A soft sound behind him made him whirl about. The secretary had entered again through the inner door. She glanced at the vacant light bracket, then significantly at his bulging pocket. Her gaze was still as bland and innocent as when he had entered, but to Don she no longer seemed ordinary. Her very calmness in the face of his odd actions was distressingly ominous.
"Our Grand Chairman will see you now," she said in a quiet voice.
Don realized that he was half crouched in the position of an animal expecting attack.
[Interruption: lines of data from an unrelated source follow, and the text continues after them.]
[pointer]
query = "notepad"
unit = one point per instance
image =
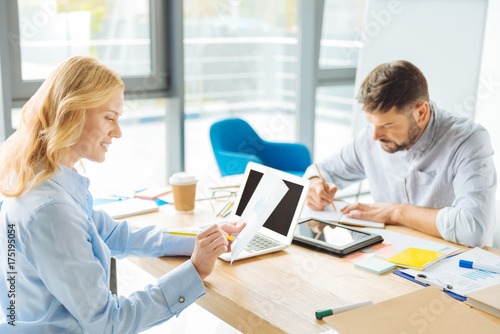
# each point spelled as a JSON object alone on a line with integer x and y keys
{"x": 374, "y": 265}
{"x": 416, "y": 258}
{"x": 129, "y": 207}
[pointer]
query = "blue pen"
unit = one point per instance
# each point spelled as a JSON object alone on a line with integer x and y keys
{"x": 477, "y": 265}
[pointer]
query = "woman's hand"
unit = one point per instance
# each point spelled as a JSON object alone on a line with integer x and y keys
{"x": 209, "y": 244}
{"x": 232, "y": 230}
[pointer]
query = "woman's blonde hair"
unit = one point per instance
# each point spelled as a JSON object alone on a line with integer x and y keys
{"x": 52, "y": 121}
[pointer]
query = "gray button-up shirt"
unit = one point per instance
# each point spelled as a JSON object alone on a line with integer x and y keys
{"x": 449, "y": 168}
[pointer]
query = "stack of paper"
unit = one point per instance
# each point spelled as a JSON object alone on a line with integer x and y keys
{"x": 416, "y": 258}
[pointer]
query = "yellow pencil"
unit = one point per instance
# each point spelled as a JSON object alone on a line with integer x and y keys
{"x": 193, "y": 234}
{"x": 324, "y": 183}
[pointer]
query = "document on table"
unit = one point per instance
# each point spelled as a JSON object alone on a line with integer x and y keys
{"x": 447, "y": 274}
{"x": 264, "y": 200}
{"x": 330, "y": 215}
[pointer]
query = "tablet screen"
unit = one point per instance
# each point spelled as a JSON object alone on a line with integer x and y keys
{"x": 336, "y": 236}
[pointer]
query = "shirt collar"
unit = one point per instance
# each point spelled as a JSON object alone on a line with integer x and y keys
{"x": 75, "y": 184}
{"x": 430, "y": 130}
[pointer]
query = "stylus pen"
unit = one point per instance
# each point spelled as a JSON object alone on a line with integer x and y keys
{"x": 325, "y": 313}
{"x": 194, "y": 234}
{"x": 324, "y": 183}
{"x": 478, "y": 265}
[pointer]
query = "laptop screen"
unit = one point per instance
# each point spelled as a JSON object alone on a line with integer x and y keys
{"x": 281, "y": 218}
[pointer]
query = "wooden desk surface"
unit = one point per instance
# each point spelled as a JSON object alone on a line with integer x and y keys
{"x": 278, "y": 292}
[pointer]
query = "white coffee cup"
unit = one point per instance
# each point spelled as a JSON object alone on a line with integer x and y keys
{"x": 184, "y": 190}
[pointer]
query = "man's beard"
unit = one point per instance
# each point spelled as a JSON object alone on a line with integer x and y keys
{"x": 413, "y": 133}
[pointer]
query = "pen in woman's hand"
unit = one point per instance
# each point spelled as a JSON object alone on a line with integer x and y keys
{"x": 324, "y": 185}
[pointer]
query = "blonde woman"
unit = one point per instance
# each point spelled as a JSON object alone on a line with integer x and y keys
{"x": 62, "y": 247}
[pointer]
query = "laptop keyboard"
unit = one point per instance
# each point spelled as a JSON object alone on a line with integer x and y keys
{"x": 259, "y": 243}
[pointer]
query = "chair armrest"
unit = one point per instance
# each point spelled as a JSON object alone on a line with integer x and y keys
{"x": 231, "y": 163}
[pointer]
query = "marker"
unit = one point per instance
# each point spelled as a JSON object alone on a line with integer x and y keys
{"x": 325, "y": 313}
{"x": 478, "y": 265}
{"x": 193, "y": 234}
{"x": 324, "y": 184}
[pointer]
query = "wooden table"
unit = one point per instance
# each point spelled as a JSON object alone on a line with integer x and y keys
{"x": 278, "y": 292}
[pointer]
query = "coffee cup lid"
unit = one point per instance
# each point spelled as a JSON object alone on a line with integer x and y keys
{"x": 183, "y": 178}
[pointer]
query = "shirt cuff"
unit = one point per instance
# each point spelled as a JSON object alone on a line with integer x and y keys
{"x": 458, "y": 226}
{"x": 181, "y": 287}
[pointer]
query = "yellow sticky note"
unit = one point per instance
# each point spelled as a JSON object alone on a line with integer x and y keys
{"x": 415, "y": 258}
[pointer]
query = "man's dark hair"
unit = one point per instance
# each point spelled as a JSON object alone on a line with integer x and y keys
{"x": 397, "y": 84}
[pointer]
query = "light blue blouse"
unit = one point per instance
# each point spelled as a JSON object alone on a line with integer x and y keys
{"x": 449, "y": 168}
{"x": 62, "y": 259}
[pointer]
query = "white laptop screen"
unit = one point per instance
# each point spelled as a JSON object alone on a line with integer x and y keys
{"x": 280, "y": 220}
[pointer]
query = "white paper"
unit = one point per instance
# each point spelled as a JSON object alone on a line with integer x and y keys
{"x": 462, "y": 280}
{"x": 266, "y": 197}
{"x": 330, "y": 215}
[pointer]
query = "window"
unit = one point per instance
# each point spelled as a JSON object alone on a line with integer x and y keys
{"x": 240, "y": 61}
{"x": 340, "y": 44}
{"x": 122, "y": 33}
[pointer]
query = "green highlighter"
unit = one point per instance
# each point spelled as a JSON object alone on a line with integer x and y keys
{"x": 325, "y": 313}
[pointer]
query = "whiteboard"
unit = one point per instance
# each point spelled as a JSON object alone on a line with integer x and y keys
{"x": 444, "y": 38}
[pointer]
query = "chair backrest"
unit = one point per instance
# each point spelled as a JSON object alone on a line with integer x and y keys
{"x": 235, "y": 135}
{"x": 235, "y": 143}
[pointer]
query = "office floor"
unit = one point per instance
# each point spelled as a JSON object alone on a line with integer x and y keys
{"x": 193, "y": 320}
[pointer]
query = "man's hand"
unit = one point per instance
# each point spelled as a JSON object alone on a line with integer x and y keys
{"x": 378, "y": 212}
{"x": 320, "y": 194}
{"x": 418, "y": 218}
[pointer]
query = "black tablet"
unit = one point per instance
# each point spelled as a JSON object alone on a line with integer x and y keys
{"x": 332, "y": 238}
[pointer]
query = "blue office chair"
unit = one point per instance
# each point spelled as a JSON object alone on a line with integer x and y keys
{"x": 235, "y": 144}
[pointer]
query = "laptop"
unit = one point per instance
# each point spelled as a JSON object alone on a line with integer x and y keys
{"x": 278, "y": 230}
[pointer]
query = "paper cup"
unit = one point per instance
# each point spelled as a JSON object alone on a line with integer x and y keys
{"x": 184, "y": 190}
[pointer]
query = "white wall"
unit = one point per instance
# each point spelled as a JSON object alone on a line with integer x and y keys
{"x": 488, "y": 95}
{"x": 444, "y": 38}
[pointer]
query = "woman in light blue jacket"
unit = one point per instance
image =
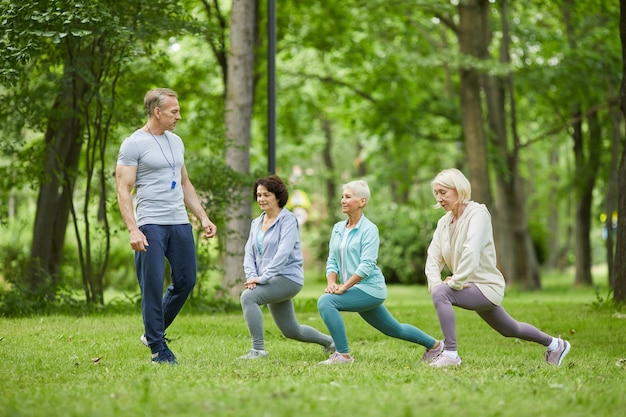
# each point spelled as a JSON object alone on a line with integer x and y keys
{"x": 273, "y": 268}
{"x": 355, "y": 283}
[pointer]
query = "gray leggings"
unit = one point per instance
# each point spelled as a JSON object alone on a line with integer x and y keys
{"x": 277, "y": 294}
{"x": 471, "y": 298}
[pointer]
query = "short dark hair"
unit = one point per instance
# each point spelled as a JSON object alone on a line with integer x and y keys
{"x": 274, "y": 185}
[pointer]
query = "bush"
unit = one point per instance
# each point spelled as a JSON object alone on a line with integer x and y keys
{"x": 405, "y": 234}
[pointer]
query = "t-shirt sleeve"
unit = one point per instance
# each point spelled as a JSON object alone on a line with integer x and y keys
{"x": 128, "y": 154}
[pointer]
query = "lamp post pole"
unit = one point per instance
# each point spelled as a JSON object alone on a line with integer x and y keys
{"x": 271, "y": 86}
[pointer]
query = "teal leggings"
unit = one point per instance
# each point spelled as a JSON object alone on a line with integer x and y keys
{"x": 373, "y": 312}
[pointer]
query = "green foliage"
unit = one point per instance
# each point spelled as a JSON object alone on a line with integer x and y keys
{"x": 405, "y": 234}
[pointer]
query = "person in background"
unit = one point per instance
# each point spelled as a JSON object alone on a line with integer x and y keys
{"x": 355, "y": 283}
{"x": 151, "y": 161}
{"x": 273, "y": 268}
{"x": 463, "y": 242}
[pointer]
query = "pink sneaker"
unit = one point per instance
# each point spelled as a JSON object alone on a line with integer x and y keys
{"x": 337, "y": 358}
{"x": 431, "y": 354}
{"x": 445, "y": 360}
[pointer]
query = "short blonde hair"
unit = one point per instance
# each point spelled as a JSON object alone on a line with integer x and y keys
{"x": 156, "y": 98}
{"x": 454, "y": 179}
{"x": 360, "y": 189}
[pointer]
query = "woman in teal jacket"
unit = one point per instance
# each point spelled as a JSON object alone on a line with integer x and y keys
{"x": 355, "y": 283}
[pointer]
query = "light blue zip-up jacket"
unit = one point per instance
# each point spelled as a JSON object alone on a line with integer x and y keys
{"x": 360, "y": 256}
{"x": 280, "y": 250}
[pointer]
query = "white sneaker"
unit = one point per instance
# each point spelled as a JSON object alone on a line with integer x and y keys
{"x": 431, "y": 354}
{"x": 337, "y": 358}
{"x": 445, "y": 360}
{"x": 254, "y": 354}
{"x": 330, "y": 348}
{"x": 556, "y": 356}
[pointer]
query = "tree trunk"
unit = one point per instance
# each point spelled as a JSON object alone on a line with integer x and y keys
{"x": 470, "y": 16}
{"x": 611, "y": 191}
{"x": 63, "y": 148}
{"x": 586, "y": 174}
{"x": 619, "y": 283}
{"x": 517, "y": 256}
{"x": 239, "y": 101}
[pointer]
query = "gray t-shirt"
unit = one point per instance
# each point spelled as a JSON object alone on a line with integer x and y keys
{"x": 159, "y": 160}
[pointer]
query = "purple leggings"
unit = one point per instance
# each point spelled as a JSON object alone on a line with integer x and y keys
{"x": 471, "y": 298}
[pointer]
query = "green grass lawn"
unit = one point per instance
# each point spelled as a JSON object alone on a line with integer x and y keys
{"x": 48, "y": 365}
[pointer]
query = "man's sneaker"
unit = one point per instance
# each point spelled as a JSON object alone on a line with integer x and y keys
{"x": 445, "y": 360}
{"x": 556, "y": 356}
{"x": 431, "y": 354}
{"x": 164, "y": 356}
{"x": 337, "y": 358}
{"x": 144, "y": 340}
{"x": 255, "y": 354}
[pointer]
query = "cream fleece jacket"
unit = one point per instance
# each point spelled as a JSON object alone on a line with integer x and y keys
{"x": 470, "y": 253}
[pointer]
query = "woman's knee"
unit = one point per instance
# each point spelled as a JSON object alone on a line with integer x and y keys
{"x": 438, "y": 293}
{"x": 247, "y": 297}
{"x": 324, "y": 303}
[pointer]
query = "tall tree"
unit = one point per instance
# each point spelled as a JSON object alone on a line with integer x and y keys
{"x": 239, "y": 102}
{"x": 619, "y": 286}
{"x": 513, "y": 232}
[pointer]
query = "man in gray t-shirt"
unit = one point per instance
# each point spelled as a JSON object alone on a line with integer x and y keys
{"x": 151, "y": 161}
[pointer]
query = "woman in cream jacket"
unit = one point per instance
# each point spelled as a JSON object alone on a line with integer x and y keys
{"x": 463, "y": 242}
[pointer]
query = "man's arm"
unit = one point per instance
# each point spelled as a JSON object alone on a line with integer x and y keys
{"x": 193, "y": 203}
{"x": 125, "y": 176}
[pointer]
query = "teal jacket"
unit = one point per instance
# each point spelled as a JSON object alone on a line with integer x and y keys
{"x": 359, "y": 256}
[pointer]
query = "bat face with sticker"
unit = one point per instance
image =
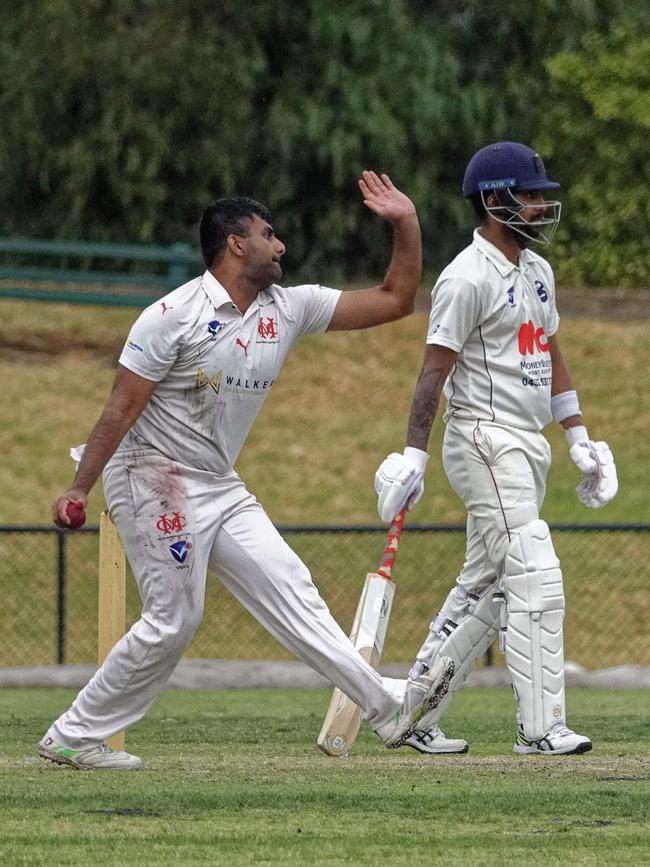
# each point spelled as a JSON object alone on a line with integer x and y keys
{"x": 344, "y": 718}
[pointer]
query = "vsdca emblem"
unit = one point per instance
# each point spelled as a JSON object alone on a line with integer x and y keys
{"x": 180, "y": 550}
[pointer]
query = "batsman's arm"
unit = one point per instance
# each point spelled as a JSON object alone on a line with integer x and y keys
{"x": 438, "y": 361}
{"x": 561, "y": 381}
{"x": 128, "y": 398}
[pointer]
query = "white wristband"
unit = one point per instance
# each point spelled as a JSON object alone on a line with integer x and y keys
{"x": 577, "y": 434}
{"x": 417, "y": 457}
{"x": 565, "y": 405}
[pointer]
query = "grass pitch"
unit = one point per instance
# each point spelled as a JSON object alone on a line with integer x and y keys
{"x": 235, "y": 778}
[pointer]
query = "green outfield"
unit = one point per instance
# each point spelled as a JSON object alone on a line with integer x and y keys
{"x": 235, "y": 778}
{"x": 339, "y": 406}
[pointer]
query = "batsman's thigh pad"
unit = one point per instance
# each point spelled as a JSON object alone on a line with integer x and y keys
{"x": 532, "y": 584}
{"x": 465, "y": 642}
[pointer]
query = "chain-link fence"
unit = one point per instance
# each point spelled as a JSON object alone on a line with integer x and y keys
{"x": 49, "y": 613}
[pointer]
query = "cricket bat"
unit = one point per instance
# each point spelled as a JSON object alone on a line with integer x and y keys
{"x": 344, "y": 718}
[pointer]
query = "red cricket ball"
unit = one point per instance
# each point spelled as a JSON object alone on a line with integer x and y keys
{"x": 77, "y": 515}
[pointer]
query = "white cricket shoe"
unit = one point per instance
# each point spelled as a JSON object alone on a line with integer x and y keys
{"x": 559, "y": 741}
{"x": 423, "y": 693}
{"x": 434, "y": 740}
{"x": 101, "y": 758}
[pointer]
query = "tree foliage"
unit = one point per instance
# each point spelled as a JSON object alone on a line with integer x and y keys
{"x": 123, "y": 119}
{"x": 601, "y": 130}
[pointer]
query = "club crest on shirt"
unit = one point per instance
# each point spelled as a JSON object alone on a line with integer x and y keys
{"x": 202, "y": 379}
{"x": 541, "y": 291}
{"x": 214, "y": 328}
{"x": 267, "y": 330}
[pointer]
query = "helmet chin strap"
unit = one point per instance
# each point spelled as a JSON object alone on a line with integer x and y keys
{"x": 508, "y": 211}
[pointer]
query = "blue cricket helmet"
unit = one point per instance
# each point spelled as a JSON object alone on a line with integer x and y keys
{"x": 506, "y": 165}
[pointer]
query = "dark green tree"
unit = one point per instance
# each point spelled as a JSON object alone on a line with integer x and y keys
{"x": 598, "y": 131}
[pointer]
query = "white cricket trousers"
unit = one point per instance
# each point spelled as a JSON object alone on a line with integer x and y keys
{"x": 176, "y": 523}
{"x": 500, "y": 475}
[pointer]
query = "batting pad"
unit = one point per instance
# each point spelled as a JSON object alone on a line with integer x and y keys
{"x": 534, "y": 641}
{"x": 465, "y": 645}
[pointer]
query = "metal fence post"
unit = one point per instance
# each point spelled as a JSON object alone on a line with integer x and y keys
{"x": 60, "y": 599}
{"x": 179, "y": 270}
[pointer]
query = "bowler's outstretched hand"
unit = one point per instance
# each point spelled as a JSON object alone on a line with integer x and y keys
{"x": 383, "y": 198}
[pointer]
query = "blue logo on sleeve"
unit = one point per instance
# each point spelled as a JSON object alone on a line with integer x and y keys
{"x": 180, "y": 550}
{"x": 214, "y": 328}
{"x": 541, "y": 291}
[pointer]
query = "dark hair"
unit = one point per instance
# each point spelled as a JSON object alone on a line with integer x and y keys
{"x": 226, "y": 217}
{"x": 479, "y": 207}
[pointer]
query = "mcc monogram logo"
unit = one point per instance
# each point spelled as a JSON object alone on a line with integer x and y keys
{"x": 267, "y": 330}
{"x": 202, "y": 379}
{"x": 173, "y": 523}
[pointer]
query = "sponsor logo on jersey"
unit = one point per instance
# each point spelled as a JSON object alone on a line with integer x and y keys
{"x": 267, "y": 330}
{"x": 238, "y": 382}
{"x": 173, "y": 523}
{"x": 531, "y": 339}
{"x": 180, "y": 550}
{"x": 214, "y": 328}
{"x": 202, "y": 379}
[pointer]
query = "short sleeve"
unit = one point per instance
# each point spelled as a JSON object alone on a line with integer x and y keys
{"x": 456, "y": 310}
{"x": 312, "y": 307}
{"x": 153, "y": 342}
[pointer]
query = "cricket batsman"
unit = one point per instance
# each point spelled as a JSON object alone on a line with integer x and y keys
{"x": 492, "y": 346}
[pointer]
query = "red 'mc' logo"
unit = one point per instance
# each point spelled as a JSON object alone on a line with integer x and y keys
{"x": 531, "y": 339}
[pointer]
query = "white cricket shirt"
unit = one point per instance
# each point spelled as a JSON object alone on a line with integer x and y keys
{"x": 498, "y": 317}
{"x": 215, "y": 367}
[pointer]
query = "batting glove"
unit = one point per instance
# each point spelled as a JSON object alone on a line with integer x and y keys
{"x": 399, "y": 482}
{"x": 596, "y": 463}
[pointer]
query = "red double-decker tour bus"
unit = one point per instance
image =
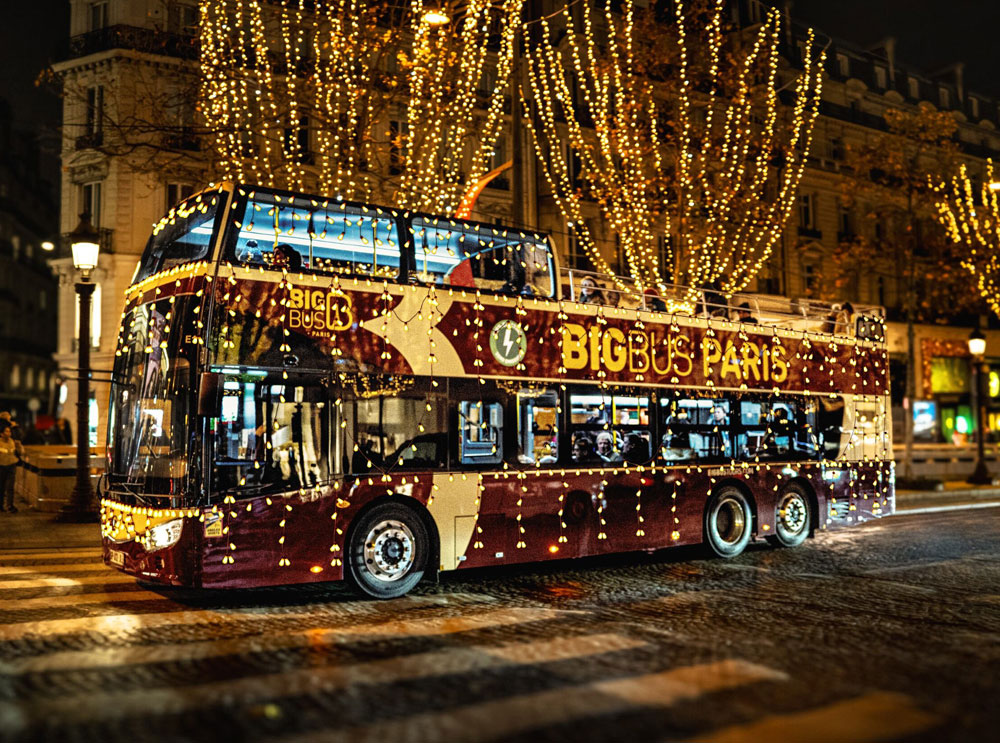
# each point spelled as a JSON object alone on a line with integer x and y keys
{"x": 308, "y": 389}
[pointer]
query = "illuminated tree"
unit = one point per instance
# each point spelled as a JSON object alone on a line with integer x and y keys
{"x": 677, "y": 131}
{"x": 894, "y": 184}
{"x": 339, "y": 70}
{"x": 969, "y": 210}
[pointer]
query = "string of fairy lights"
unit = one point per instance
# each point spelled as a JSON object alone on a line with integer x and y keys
{"x": 970, "y": 214}
{"x": 273, "y": 75}
{"x": 705, "y": 189}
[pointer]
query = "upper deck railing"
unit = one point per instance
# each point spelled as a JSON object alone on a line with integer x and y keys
{"x": 794, "y": 313}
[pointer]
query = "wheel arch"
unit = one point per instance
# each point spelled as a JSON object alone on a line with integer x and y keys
{"x": 434, "y": 559}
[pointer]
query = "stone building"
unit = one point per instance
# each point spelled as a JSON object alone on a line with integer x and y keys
{"x": 28, "y": 294}
{"x": 118, "y": 52}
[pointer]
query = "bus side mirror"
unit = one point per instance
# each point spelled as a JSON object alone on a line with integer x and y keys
{"x": 209, "y": 394}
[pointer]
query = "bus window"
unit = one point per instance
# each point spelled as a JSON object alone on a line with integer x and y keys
{"x": 609, "y": 429}
{"x": 465, "y": 254}
{"x": 272, "y": 435}
{"x": 695, "y": 428}
{"x": 481, "y": 426}
{"x": 327, "y": 237}
{"x": 777, "y": 429}
{"x": 184, "y": 235}
{"x": 537, "y": 427}
{"x": 395, "y": 430}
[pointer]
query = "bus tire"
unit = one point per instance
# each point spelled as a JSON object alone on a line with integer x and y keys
{"x": 387, "y": 551}
{"x": 792, "y": 518}
{"x": 728, "y": 522}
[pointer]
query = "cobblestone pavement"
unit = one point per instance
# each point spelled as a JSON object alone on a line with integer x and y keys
{"x": 890, "y": 631}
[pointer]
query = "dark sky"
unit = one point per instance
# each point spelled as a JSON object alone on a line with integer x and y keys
{"x": 930, "y": 34}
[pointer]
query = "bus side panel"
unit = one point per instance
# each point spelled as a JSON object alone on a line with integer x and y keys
{"x": 273, "y": 540}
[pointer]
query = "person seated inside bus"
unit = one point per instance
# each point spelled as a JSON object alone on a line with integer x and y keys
{"x": 744, "y": 314}
{"x": 606, "y": 447}
{"x": 286, "y": 257}
{"x": 584, "y": 451}
{"x": 590, "y": 293}
{"x": 635, "y": 450}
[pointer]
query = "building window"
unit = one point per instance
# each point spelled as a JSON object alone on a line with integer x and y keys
{"x": 95, "y": 110}
{"x": 881, "y": 78}
{"x": 843, "y": 65}
{"x": 182, "y": 18}
{"x": 90, "y": 201}
{"x": 944, "y": 95}
{"x": 807, "y": 216}
{"x": 177, "y": 192}
{"x": 95, "y": 319}
{"x": 97, "y": 15}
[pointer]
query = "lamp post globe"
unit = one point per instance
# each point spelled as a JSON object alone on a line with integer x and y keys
{"x": 85, "y": 243}
{"x": 977, "y": 350}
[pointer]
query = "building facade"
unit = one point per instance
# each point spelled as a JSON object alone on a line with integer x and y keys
{"x": 119, "y": 51}
{"x": 28, "y": 294}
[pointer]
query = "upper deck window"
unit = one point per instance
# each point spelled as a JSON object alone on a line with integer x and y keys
{"x": 303, "y": 234}
{"x": 184, "y": 235}
{"x": 456, "y": 253}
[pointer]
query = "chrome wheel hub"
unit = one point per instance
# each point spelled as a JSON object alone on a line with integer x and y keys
{"x": 730, "y": 522}
{"x": 792, "y": 513}
{"x": 389, "y": 550}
He straightened up with what dignity he could manage to find.
She opened the inner door again and Don followed her into what he supposed to be the office of the Grand Chairman of POSAT.
Instead he found himself on a balcony along the side of a vast room, which must have been the interior of the warehouse that he had noted outside. The girl motioned him toward the far end of the balcony, where a frosted glass door marked the office of the Grand Chairman.
But Don could not will his legs to move. His heart beat at the sight of the room below him. It was a laboratory, but a laboratory the like of which he had never seen before. Most of the equipment was unfamiliar to him. Whatever he did recognize was of a different design than he had ever used, and there was something about it that convinced him that this was more advanced. The men who bent busily over their instruments did not raise their eyes to the figures on the balcony.
"Good Lord!" Don gasped. "That's an atomic reactor down there!" There could be no doubt about it, even though he could see it only obscurely through the bluish-green plastic shielding it.